The evidence is as close as today’s headlines and news reports. Huge swaths of Catholics who once scowled at divorce and remarriage argue today that, yes, maybe it’s time for same-sex marriage. Likewise, poll numbers reveal that many Catholic women who once cherished the role of mothers now find it difficult to condemn abortion. The disintegration has happened not just in the major issues of morality but in the realm of common kindness and decency: Where once hats were tipped to priests and nuns, today half-naked activists can interrupt a prayer service to dump water on an archbishop — as happened this April in Belgium — and all most people can do is shrug it off as the “new normal.”

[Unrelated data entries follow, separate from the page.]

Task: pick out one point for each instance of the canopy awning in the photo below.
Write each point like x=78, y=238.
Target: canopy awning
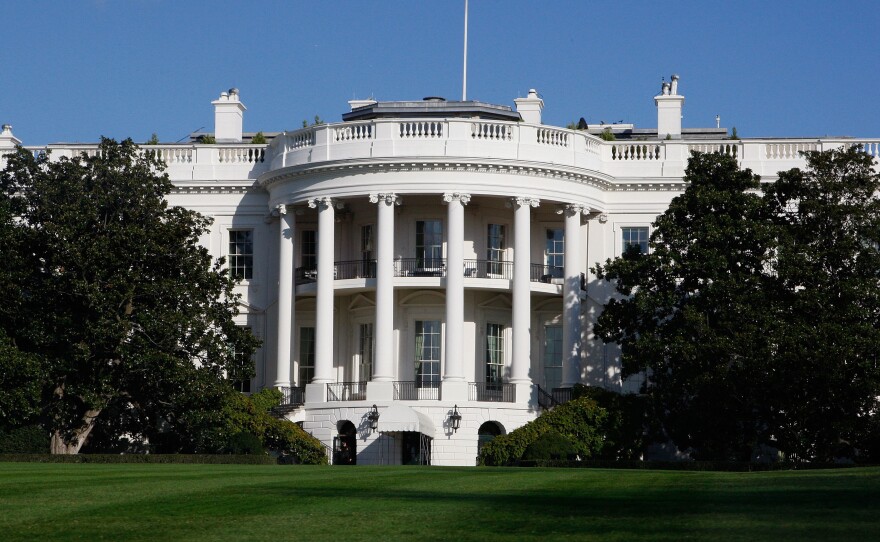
x=400, y=419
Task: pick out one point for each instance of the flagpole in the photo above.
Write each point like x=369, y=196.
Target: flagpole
x=464, y=74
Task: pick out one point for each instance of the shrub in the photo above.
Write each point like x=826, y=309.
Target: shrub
x=31, y=439
x=550, y=445
x=579, y=420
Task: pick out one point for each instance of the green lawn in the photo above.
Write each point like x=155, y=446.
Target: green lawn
x=241, y=502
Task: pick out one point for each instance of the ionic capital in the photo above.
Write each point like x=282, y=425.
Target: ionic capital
x=325, y=202
x=525, y=201
x=449, y=197
x=389, y=198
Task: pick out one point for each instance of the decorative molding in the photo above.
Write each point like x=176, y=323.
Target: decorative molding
x=389, y=198
x=449, y=197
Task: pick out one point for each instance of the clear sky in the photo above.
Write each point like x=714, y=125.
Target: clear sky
x=73, y=70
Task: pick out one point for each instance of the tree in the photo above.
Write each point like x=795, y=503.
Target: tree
x=756, y=317
x=693, y=312
x=107, y=287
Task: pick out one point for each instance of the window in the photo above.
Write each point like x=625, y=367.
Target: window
x=637, y=237
x=555, y=251
x=241, y=254
x=429, y=244
x=365, y=352
x=494, y=354
x=495, y=249
x=552, y=357
x=427, y=353
x=306, y=355
x=309, y=250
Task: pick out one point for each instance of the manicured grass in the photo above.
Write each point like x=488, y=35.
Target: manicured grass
x=243, y=502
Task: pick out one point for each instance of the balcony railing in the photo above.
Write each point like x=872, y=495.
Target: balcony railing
x=491, y=392
x=546, y=273
x=488, y=269
x=420, y=267
x=347, y=391
x=293, y=396
x=411, y=391
x=358, y=269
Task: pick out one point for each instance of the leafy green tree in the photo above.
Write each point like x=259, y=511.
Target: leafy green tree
x=757, y=318
x=693, y=312
x=826, y=371
x=107, y=287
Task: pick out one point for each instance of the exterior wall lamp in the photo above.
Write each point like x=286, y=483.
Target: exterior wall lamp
x=373, y=418
x=455, y=419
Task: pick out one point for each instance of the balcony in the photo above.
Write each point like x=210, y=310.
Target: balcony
x=491, y=392
x=347, y=391
x=412, y=391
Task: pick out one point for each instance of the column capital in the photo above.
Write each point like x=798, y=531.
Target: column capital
x=449, y=197
x=571, y=209
x=525, y=201
x=325, y=202
x=389, y=198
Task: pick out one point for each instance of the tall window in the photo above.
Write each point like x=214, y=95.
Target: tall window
x=495, y=248
x=429, y=243
x=552, y=357
x=494, y=354
x=306, y=355
x=365, y=352
x=635, y=237
x=428, y=353
x=241, y=254
x=310, y=250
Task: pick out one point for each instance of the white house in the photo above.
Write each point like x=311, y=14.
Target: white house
x=424, y=264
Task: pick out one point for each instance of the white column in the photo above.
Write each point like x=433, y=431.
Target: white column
x=383, y=361
x=455, y=286
x=522, y=303
x=571, y=296
x=286, y=290
x=324, y=301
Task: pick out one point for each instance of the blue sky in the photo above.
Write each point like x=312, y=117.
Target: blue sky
x=73, y=70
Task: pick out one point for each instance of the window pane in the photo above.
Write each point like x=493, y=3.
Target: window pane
x=427, y=352
x=637, y=237
x=241, y=254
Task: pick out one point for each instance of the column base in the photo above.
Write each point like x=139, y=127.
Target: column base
x=316, y=393
x=453, y=391
x=380, y=391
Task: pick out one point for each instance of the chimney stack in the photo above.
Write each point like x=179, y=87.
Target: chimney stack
x=669, y=104
x=530, y=108
x=228, y=117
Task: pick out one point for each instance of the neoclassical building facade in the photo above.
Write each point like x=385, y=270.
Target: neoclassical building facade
x=419, y=273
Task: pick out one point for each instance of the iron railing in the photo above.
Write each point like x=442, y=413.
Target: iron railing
x=491, y=392
x=357, y=269
x=546, y=273
x=412, y=391
x=420, y=267
x=488, y=269
x=347, y=391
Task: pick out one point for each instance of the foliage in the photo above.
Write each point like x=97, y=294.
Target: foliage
x=756, y=318
x=630, y=425
x=607, y=135
x=579, y=420
x=29, y=439
x=107, y=287
x=550, y=445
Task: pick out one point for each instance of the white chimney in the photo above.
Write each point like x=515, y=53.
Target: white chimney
x=530, y=108
x=669, y=104
x=7, y=140
x=228, y=117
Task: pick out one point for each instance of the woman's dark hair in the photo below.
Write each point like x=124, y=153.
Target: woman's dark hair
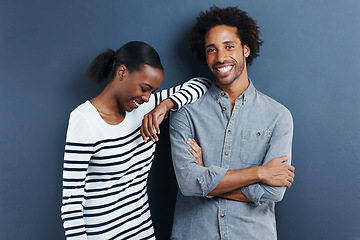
x=134, y=55
x=248, y=31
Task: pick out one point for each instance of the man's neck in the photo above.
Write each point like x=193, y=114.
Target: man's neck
x=235, y=89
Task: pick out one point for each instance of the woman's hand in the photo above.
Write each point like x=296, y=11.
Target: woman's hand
x=151, y=121
x=195, y=151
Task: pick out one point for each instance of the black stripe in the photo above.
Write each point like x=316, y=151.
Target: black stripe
x=79, y=144
x=174, y=96
x=206, y=83
x=119, y=224
x=75, y=169
x=187, y=99
x=119, y=145
x=120, y=172
x=119, y=217
x=197, y=91
x=74, y=227
x=120, y=184
x=148, y=237
x=110, y=173
x=72, y=218
x=75, y=162
x=117, y=139
x=120, y=155
x=133, y=228
x=71, y=212
x=117, y=192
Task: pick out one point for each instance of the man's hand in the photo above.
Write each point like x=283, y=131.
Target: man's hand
x=195, y=150
x=277, y=173
x=151, y=121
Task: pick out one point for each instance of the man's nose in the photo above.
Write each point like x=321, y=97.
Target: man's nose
x=220, y=56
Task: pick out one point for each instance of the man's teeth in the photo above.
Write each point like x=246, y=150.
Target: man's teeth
x=136, y=103
x=224, y=69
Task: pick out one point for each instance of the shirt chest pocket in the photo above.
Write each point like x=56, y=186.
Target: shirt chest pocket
x=254, y=145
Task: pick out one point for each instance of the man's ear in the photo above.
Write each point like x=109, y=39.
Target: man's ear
x=246, y=50
x=121, y=71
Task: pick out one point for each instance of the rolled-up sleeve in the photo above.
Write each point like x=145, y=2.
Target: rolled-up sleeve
x=279, y=145
x=193, y=179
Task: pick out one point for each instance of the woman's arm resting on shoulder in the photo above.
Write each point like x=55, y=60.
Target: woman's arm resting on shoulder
x=174, y=98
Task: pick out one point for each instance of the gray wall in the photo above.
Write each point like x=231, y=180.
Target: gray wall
x=309, y=62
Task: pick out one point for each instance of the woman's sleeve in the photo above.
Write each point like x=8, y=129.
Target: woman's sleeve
x=185, y=93
x=78, y=151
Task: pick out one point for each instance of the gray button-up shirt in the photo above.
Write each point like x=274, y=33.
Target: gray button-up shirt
x=258, y=130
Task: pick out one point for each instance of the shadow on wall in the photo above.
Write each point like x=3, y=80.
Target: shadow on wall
x=190, y=65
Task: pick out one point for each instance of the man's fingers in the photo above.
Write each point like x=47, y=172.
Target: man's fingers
x=143, y=134
x=284, y=158
x=151, y=130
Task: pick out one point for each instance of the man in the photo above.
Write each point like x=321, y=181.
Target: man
x=242, y=134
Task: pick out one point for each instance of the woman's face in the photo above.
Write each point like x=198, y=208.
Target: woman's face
x=136, y=87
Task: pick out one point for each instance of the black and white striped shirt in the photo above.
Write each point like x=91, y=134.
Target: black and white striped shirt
x=106, y=169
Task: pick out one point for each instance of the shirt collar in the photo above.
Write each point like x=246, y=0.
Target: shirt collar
x=247, y=95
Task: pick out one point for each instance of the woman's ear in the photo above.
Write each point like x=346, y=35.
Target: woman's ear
x=246, y=50
x=121, y=71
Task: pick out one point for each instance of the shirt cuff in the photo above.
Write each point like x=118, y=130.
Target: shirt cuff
x=253, y=192
x=177, y=102
x=210, y=179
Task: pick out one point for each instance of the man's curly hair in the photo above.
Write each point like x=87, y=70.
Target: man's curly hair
x=248, y=31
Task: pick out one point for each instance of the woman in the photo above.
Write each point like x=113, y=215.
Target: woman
x=107, y=158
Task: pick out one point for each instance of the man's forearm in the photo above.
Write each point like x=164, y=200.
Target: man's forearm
x=274, y=173
x=236, y=195
x=235, y=179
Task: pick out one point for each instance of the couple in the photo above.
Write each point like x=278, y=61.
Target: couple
x=228, y=186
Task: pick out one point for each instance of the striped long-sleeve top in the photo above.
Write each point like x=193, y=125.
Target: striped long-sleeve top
x=106, y=169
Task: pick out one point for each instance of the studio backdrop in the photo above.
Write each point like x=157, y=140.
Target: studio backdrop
x=309, y=62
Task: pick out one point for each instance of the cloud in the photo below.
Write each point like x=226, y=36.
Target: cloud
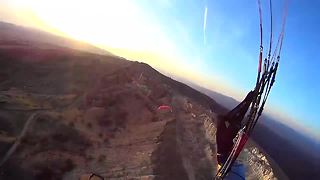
x=205, y=24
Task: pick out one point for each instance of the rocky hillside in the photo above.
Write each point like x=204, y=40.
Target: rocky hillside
x=66, y=113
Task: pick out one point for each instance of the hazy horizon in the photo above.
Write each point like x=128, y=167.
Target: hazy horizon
x=214, y=44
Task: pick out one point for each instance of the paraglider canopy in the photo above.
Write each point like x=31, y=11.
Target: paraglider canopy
x=164, y=107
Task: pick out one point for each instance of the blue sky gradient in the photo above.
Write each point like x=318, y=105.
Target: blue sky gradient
x=224, y=51
x=232, y=44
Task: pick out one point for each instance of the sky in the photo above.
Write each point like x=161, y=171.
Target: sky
x=212, y=43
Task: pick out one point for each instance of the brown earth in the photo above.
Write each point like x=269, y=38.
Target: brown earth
x=84, y=113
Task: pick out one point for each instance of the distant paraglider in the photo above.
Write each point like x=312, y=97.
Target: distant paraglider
x=164, y=108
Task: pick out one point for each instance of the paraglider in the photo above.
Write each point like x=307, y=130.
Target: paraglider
x=164, y=108
x=234, y=128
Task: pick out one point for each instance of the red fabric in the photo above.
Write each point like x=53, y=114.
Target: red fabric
x=164, y=107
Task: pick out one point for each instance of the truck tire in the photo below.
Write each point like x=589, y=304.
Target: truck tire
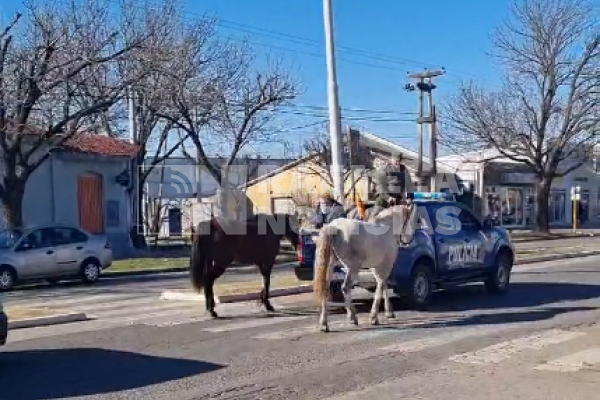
x=499, y=279
x=420, y=288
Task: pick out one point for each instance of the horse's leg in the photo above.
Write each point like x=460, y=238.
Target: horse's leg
x=374, y=316
x=323, y=325
x=347, y=290
x=209, y=296
x=265, y=270
x=389, y=311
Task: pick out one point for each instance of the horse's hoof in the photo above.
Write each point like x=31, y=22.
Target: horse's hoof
x=269, y=308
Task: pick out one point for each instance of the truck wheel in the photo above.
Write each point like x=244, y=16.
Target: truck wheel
x=7, y=278
x=420, y=289
x=499, y=279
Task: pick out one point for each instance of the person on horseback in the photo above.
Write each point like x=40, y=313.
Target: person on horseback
x=327, y=210
x=390, y=180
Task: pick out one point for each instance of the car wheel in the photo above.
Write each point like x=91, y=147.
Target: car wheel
x=499, y=280
x=420, y=289
x=7, y=278
x=90, y=271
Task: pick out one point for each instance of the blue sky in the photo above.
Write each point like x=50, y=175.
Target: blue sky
x=378, y=42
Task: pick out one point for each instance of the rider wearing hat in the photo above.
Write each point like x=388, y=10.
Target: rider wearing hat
x=327, y=210
x=391, y=181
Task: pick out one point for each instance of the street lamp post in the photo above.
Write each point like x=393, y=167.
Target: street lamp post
x=335, y=123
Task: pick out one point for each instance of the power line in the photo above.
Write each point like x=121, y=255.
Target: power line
x=311, y=42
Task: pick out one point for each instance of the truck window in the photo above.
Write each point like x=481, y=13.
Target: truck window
x=437, y=216
x=468, y=220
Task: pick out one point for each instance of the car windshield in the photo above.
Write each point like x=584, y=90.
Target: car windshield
x=9, y=237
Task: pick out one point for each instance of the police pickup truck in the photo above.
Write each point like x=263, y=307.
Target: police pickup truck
x=450, y=247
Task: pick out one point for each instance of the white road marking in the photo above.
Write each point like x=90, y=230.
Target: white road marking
x=436, y=340
x=586, y=359
x=503, y=351
x=253, y=323
x=297, y=332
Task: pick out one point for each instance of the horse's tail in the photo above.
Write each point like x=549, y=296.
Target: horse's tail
x=327, y=237
x=201, y=258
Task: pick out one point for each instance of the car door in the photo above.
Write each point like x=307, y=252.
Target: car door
x=473, y=251
x=36, y=255
x=448, y=237
x=69, y=247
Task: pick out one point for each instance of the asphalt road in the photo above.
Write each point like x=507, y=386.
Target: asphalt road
x=468, y=345
x=152, y=284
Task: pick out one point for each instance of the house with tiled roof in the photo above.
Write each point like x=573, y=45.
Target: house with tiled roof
x=85, y=182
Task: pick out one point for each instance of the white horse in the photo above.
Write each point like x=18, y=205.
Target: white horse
x=359, y=244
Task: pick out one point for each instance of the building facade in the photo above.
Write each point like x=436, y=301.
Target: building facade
x=82, y=184
x=508, y=191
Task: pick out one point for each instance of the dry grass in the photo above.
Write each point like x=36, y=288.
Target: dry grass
x=20, y=313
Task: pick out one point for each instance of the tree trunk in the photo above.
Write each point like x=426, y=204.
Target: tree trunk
x=542, y=210
x=12, y=205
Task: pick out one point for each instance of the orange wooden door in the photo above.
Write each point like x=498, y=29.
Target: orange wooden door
x=89, y=198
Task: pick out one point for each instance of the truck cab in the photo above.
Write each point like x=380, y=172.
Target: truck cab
x=450, y=246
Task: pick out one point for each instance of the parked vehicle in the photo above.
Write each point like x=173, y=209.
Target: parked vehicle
x=438, y=256
x=51, y=253
x=3, y=325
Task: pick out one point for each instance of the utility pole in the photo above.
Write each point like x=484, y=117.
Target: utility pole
x=424, y=84
x=335, y=122
x=135, y=190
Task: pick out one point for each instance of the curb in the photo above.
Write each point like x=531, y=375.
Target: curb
x=47, y=321
x=556, y=257
x=233, y=298
x=518, y=240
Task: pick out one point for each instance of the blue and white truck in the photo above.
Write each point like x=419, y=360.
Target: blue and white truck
x=450, y=247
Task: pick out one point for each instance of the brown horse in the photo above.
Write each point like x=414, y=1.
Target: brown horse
x=218, y=242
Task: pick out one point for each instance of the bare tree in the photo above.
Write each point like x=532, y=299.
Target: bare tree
x=228, y=108
x=173, y=57
x=547, y=113
x=58, y=70
x=358, y=164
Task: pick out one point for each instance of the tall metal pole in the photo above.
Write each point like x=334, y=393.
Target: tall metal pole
x=335, y=123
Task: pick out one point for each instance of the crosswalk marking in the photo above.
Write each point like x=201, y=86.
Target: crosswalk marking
x=586, y=359
x=502, y=351
x=252, y=323
x=434, y=341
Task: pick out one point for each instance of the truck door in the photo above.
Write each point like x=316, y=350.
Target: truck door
x=448, y=237
x=473, y=251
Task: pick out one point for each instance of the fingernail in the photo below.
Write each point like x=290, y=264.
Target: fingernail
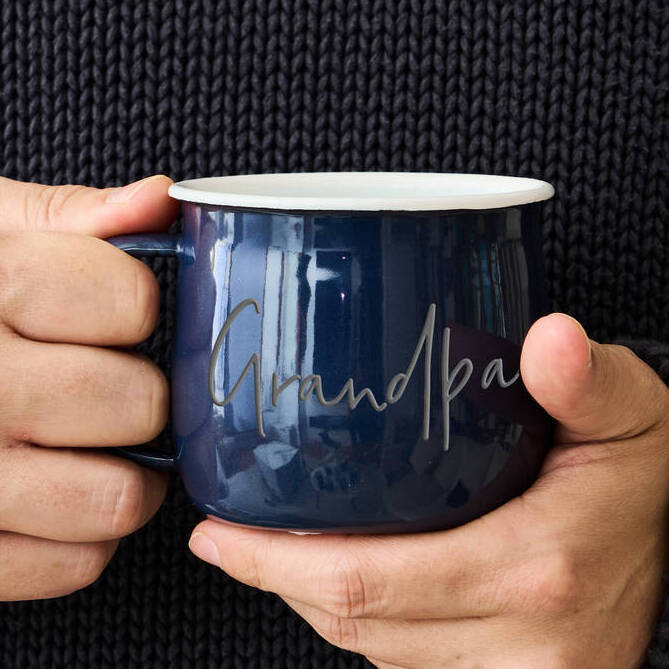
x=126, y=193
x=587, y=339
x=204, y=548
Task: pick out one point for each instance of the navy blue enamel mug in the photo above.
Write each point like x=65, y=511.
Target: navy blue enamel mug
x=347, y=347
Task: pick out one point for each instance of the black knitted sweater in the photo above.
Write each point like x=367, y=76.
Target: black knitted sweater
x=105, y=91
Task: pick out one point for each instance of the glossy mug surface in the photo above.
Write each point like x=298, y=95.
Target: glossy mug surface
x=347, y=347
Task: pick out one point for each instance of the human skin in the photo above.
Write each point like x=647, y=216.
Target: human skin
x=566, y=576
x=70, y=305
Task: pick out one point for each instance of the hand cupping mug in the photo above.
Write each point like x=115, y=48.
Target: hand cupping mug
x=347, y=347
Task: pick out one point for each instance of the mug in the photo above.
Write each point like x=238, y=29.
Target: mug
x=347, y=347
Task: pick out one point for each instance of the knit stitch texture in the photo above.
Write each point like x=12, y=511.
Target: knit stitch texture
x=102, y=92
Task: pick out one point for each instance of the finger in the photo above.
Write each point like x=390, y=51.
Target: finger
x=457, y=573
x=140, y=206
x=70, y=288
x=596, y=391
x=33, y=568
x=75, y=495
x=410, y=644
x=379, y=664
x=69, y=395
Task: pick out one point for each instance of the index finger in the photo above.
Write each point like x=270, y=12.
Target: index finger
x=138, y=207
x=449, y=574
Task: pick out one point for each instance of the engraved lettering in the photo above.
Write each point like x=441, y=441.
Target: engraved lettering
x=448, y=393
x=495, y=369
x=254, y=362
x=452, y=381
x=402, y=379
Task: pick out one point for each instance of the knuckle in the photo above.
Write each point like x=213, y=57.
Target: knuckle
x=553, y=584
x=144, y=295
x=124, y=502
x=346, y=591
x=341, y=632
x=52, y=204
x=89, y=565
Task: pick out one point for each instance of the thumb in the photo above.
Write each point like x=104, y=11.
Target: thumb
x=140, y=206
x=595, y=391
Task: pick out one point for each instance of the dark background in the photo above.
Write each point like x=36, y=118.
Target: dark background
x=101, y=93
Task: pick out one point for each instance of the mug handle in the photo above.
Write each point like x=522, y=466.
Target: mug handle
x=148, y=245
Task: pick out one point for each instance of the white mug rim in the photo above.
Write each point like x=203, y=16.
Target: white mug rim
x=363, y=191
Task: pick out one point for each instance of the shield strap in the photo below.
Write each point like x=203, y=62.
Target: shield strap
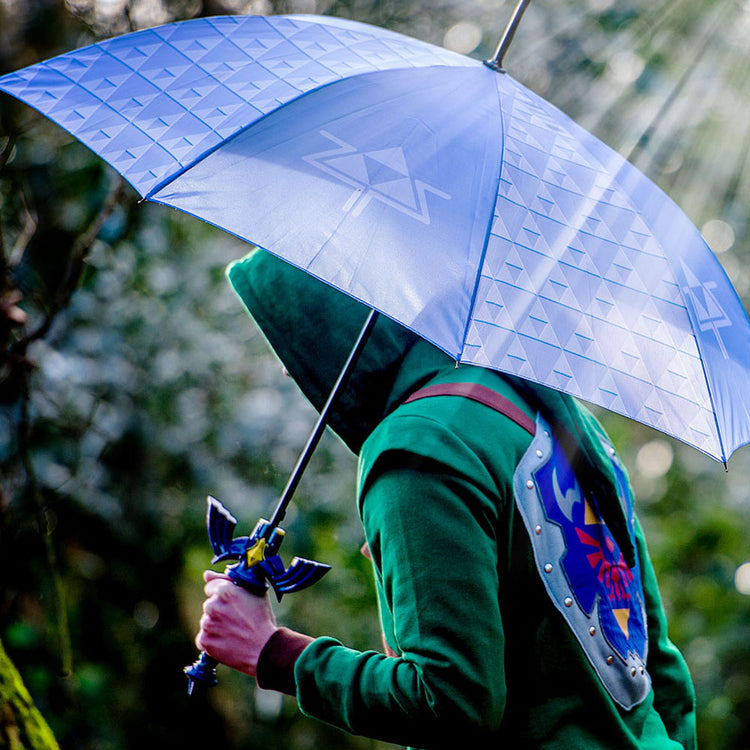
x=483, y=395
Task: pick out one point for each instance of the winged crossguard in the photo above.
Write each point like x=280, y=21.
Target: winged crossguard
x=258, y=568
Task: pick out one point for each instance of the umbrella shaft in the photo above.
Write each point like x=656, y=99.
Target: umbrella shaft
x=496, y=63
x=320, y=426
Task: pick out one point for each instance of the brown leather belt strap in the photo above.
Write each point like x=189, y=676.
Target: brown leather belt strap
x=479, y=393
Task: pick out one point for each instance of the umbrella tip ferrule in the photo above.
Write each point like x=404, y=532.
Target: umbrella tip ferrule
x=494, y=65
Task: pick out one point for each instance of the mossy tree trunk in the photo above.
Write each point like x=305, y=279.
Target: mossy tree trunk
x=22, y=727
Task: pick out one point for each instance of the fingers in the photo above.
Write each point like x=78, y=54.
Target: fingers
x=210, y=575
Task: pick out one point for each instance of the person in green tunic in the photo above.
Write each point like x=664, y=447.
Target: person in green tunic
x=518, y=603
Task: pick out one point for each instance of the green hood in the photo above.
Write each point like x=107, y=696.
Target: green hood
x=312, y=327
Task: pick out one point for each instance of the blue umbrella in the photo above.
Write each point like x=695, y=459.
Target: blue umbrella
x=434, y=188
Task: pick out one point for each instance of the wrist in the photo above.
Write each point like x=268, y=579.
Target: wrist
x=277, y=659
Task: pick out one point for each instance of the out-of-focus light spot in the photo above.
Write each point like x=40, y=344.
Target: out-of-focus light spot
x=673, y=163
x=625, y=67
x=654, y=459
x=742, y=579
x=718, y=234
x=463, y=38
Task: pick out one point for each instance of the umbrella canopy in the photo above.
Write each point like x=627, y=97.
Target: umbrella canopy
x=434, y=189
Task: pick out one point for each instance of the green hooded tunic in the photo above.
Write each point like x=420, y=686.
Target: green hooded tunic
x=479, y=655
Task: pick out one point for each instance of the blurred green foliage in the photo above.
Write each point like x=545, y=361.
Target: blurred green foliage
x=132, y=383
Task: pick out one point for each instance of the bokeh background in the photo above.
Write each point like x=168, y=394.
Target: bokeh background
x=132, y=383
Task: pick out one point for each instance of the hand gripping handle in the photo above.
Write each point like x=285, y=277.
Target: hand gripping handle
x=259, y=567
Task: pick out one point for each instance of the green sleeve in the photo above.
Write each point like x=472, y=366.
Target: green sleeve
x=674, y=696
x=430, y=525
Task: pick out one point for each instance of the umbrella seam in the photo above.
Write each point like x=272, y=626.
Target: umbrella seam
x=488, y=232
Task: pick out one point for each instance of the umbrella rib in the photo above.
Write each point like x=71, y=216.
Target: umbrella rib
x=167, y=181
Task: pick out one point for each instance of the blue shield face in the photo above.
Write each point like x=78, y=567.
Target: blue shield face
x=582, y=567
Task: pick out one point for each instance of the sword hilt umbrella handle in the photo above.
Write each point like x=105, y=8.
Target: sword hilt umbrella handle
x=259, y=566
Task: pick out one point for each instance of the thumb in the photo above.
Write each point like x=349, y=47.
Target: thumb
x=212, y=575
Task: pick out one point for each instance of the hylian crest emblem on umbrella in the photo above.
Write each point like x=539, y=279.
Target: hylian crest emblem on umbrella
x=435, y=189
x=382, y=175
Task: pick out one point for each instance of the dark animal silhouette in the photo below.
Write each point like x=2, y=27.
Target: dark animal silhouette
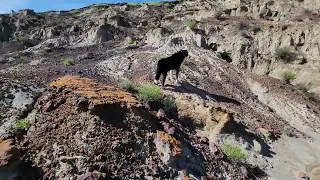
x=170, y=63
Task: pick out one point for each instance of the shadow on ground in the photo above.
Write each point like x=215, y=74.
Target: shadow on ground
x=189, y=88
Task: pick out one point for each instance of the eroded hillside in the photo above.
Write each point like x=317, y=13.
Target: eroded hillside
x=60, y=75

The particularly thorny problem for Catholic pastors is that many who have rejected the Church’s teachings on morals, particularly in the area of family life and human sexuality, remain cultural Catholics. In other words, it’s still politically advantageous for Catholics, especially politicians and other public figures, to present themselves to the public as part of the general Catholic subgroup because it remains a powerful voting bloc. So they march up to Holy Communion in order to get fellow Catholics to support their personal ambitions, even though they are determined to advance policies that offend God and harm the Church, such as their support for abortion, homosexual unions, and infringements on the freedom to publicly practice one’s faith.

Obviously, this is a serious matter for the Church. Canon 915 of the Code of Canon Law states, “Those who obstinately persist in manifest grave sin are not to be admitted to Holy Communion.”

Attention must be paid here to manifest and not to be admitted.